My bottom line has always been that reported standard errors should not be taken literally, but they are useful as broad indications. My point about significance testing, though, is that it worsens an already-murky situation, and needlessly so.
If you wanted to show that automated feature selection is not error free, you did that. Of course we already knew that. But you haven’t shown that a non-automatic approach is any better than an automatic approach.
You are right, of course. But when I described this as my favorite example, I meant as a tool to quickly illustrate the problem for the majority of users of statistics, who do NOT “already know that.” See my point about our speaker who was startled to find that “Everything is significant” in his big data sets.

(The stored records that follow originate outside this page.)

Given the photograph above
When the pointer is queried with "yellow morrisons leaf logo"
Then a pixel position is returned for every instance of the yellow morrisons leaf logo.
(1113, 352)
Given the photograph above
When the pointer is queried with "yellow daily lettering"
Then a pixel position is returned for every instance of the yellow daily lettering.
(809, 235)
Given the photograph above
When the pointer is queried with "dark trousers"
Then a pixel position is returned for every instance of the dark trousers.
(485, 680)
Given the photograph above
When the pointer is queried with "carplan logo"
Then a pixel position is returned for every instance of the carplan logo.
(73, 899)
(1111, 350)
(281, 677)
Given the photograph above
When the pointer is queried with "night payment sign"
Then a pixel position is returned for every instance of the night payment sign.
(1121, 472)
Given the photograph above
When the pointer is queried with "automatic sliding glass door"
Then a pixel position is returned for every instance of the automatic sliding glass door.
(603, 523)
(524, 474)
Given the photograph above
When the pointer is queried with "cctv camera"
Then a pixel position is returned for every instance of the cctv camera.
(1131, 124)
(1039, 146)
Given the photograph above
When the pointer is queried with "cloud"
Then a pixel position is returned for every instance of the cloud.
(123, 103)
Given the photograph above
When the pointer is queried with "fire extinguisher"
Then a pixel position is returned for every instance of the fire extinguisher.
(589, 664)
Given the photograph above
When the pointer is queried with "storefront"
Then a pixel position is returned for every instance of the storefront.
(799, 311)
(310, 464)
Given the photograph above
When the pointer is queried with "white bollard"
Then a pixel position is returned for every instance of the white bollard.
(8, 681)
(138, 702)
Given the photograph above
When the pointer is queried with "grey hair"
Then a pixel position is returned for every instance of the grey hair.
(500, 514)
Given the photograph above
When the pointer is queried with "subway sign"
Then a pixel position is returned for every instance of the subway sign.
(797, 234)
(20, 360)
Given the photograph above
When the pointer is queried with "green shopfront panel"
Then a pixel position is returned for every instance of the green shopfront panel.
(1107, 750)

Great examples, and a great topic!
Regarding the art (and science, as well) of statistics and analysis, if you just throw variables into a formula just to see “what is significant,” I believe you will always run into these problems. However, if you have some sort of hypothesis, or theory about a mechanism of action that leads to you including (or not including) certain variables, you will be on much firmer ground. In my work, what can be measured regarding human behavior is just a small fraction of all the variables salient to that behavior, so I’m pretty cautious that my findings are a reflection of the variables I am using. With other variables, my findings may potentially be very different.
— even basic courses in the latter should pound into the students the fact that, with large n, even tiny departures from H0 will likely be declared “significant.”
There are a number of issues dealt with here, but this is the most significant(?!). Too often, may be mostly/always, these Big Data folks are processing population data, so they should revert to the first chapter of their Baby Stat book, and realize that they’re just doing descriptive statisitics. The signal example is the Target/preggers girl/her father. Target found some level of correlation among some number of variables in its customer population, high enough to induce it to send ads. There is no inference here: their analysts calculated some distribution and its parameters with certainty. There was then a policy decision to fire off the ads.